Preventing computer viruses and malware requires proactive measures and an understanding of common threats. These are the most important measures you can take:

Regularly update your apps and operating systems

Keeping your applications and operating system up to date is important for security because developers regularly release updates that patch vulnerabilities, which, if left unpatched, can be exploited by viruses and malware. Ensuring your software is always the latest version significantly reduces the risk of infections and enhances your system’s overall security.

Read more: Auto app updates: Pros and cons, and how to turn them on

Use a pop-up blocker

Activating a pop-up blocker in your web browser is a simple but effective way to reduce the risk of accidentally clicking on malicious advertisements or links that could lead to virus infections. Most modern browsers include built-in pop-up blockers that can be easily enabled in the settings.

Learn the warning signs of a phishing scam

Some infections often originate from deceptive emails or messages. Phishing attempts typically mimic legitimate communications but contain malicious links or requests for personal information.
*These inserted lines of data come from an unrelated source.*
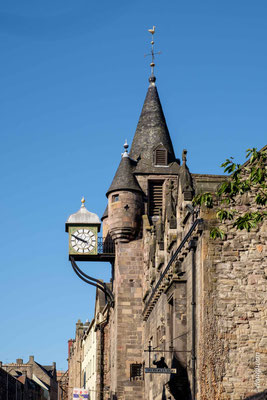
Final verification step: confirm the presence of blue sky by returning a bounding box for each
[0,0,267,369]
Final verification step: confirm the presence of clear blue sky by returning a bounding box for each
[0,0,267,368]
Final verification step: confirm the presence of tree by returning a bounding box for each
[193,147,267,239]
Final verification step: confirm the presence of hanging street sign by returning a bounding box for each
[145,368,176,374]
[73,388,89,400]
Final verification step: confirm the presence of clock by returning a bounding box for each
[70,228,96,253]
[69,226,97,255]
[65,198,101,261]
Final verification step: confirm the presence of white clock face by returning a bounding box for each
[71,228,96,254]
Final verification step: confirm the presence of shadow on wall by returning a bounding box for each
[162,355,192,400]
[244,389,267,400]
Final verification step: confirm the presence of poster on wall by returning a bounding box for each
[73,388,89,400]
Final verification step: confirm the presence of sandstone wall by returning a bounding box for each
[199,211,267,400]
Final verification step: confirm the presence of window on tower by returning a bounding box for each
[112,194,119,203]
[154,144,168,167]
[148,180,164,217]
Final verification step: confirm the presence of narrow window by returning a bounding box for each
[155,149,167,166]
[148,181,163,217]
[169,297,174,347]
[112,194,119,203]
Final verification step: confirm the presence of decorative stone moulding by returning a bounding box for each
[109,227,135,243]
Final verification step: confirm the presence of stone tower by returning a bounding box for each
[102,72,180,400]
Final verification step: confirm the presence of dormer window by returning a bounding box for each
[154,144,168,166]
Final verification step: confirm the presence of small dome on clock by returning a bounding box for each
[66,197,101,229]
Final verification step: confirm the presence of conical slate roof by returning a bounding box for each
[130,78,178,172]
[106,152,142,197]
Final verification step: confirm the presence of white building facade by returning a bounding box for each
[82,319,97,400]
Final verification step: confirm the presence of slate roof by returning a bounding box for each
[101,205,108,221]
[129,82,179,173]
[106,154,142,197]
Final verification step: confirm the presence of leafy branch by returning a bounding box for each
[193,148,267,239]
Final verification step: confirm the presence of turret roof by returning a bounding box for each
[106,151,142,196]
[130,77,176,173]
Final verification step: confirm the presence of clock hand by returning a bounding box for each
[71,235,88,243]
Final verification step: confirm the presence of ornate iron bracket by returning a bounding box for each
[70,256,114,307]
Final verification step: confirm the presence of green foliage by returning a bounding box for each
[216,208,236,222]
[193,192,213,208]
[233,211,267,232]
[193,148,267,239]
[210,228,225,240]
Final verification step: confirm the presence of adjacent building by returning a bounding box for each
[66,55,267,400]
[0,356,58,400]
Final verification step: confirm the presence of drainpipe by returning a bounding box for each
[96,309,109,400]
[189,240,197,400]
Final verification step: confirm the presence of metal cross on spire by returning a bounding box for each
[145,26,161,77]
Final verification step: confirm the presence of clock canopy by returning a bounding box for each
[66,198,101,232]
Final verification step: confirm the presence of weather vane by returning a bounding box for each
[145,26,161,76]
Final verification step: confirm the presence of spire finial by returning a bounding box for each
[122,139,129,157]
[182,149,187,164]
[145,26,161,86]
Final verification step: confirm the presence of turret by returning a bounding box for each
[106,143,143,242]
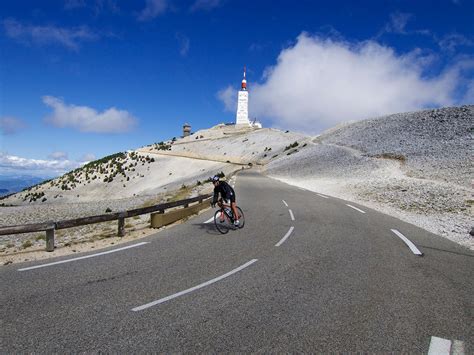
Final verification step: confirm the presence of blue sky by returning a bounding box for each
[0,0,474,176]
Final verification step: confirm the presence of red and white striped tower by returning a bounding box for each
[235,67,250,127]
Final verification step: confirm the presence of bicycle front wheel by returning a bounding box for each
[214,211,231,234]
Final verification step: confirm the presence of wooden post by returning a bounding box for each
[117,212,126,238]
[46,223,55,251]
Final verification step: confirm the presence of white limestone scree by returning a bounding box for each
[235,68,251,127]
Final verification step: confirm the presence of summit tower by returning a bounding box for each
[235,67,251,127]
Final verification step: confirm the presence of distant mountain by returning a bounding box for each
[0,175,44,196]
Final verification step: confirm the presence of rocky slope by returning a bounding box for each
[266,106,474,248]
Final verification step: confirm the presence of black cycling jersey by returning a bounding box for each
[212,181,235,204]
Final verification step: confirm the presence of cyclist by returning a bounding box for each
[211,175,239,226]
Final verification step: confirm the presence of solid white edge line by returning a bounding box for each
[428,337,451,355]
[391,229,423,256]
[451,340,465,355]
[275,226,295,247]
[288,210,295,221]
[18,242,148,271]
[346,203,365,213]
[132,259,258,312]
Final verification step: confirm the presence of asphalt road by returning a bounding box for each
[0,171,474,354]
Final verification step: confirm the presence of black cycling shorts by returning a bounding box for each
[224,194,235,203]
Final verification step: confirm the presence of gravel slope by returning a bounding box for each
[266,106,474,249]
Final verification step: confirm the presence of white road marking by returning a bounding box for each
[18,242,148,271]
[204,213,221,223]
[428,337,451,355]
[288,210,295,221]
[391,229,423,256]
[346,203,365,213]
[132,259,258,312]
[275,226,295,247]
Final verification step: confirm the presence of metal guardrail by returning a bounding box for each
[0,194,212,251]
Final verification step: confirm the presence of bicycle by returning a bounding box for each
[214,202,245,234]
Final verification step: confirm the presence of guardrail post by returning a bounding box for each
[46,223,56,251]
[117,212,127,238]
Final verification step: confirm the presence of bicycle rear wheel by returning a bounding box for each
[237,207,245,229]
[214,211,232,234]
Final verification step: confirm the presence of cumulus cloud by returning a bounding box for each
[190,0,224,11]
[43,96,137,133]
[80,153,97,163]
[138,0,169,21]
[231,33,473,133]
[3,19,99,51]
[0,152,82,174]
[217,85,237,112]
[48,151,67,160]
[0,116,26,136]
[436,33,474,53]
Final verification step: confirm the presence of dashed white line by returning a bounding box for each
[288,210,295,221]
[18,242,148,271]
[428,337,451,355]
[132,259,258,312]
[391,229,423,256]
[275,226,295,247]
[346,203,365,213]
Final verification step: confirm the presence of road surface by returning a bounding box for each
[0,171,474,354]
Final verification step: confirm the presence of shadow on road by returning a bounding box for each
[193,222,222,235]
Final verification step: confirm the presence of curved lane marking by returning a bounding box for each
[428,337,451,355]
[18,242,148,271]
[132,259,258,312]
[391,229,423,256]
[288,210,295,221]
[346,203,365,213]
[275,226,295,247]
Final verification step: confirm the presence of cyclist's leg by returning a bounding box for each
[217,198,225,223]
[230,198,240,221]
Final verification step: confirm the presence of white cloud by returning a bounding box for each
[3,19,99,51]
[217,85,237,112]
[190,0,224,11]
[436,33,474,52]
[0,116,26,136]
[138,0,169,21]
[385,12,413,33]
[80,153,97,163]
[43,96,137,133]
[48,151,67,160]
[0,152,82,175]
[235,33,473,133]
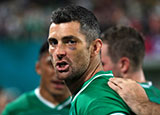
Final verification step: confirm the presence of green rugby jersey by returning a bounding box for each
[139,82,160,104]
[2,88,71,115]
[70,71,134,115]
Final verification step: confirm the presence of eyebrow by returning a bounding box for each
[62,35,77,40]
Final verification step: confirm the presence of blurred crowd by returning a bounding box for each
[0,0,160,55]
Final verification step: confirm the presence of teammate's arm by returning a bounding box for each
[108,78,160,115]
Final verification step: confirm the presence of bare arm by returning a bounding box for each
[108,78,160,115]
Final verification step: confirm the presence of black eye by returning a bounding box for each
[49,39,58,46]
[67,40,77,45]
[48,60,53,68]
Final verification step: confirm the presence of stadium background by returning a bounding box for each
[0,0,160,94]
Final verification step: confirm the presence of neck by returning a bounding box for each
[40,87,70,105]
[126,69,146,83]
[67,58,103,94]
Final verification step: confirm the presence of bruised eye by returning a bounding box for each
[49,39,58,46]
[48,60,53,68]
[67,40,77,45]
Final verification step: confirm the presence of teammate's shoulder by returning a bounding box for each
[3,91,33,115]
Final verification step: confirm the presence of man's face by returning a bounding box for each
[101,43,120,76]
[48,21,91,80]
[36,52,68,95]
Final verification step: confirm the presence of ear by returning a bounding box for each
[118,57,130,74]
[91,39,102,57]
[35,62,41,75]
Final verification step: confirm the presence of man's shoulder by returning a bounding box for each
[140,82,160,104]
[73,72,132,114]
[3,91,35,115]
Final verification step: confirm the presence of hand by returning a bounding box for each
[108,78,149,113]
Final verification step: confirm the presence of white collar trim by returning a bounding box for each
[72,74,113,102]
[140,81,152,88]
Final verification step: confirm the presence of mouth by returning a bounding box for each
[56,61,69,72]
[51,80,65,89]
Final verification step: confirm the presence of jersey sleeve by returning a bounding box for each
[81,77,131,115]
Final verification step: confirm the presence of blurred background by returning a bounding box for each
[0,0,160,106]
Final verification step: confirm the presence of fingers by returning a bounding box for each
[108,78,122,92]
Being suspicious about unsolicited emails, checking sender addresses, and avoiding clicking on suspicious links are essential to protect yourself from these scams.

Read more: How to spot common red flags in phishing emails

Only download apps and files from official sources

Trusted websites and official app stores rigorously check files and applications developers submit to them to prevent malware from being distributed through their platforms. This is something you don’t get if you download directly from a website, so by sticking to these sources, you significantly lower the risk of inadvertently installing malicious software on your device.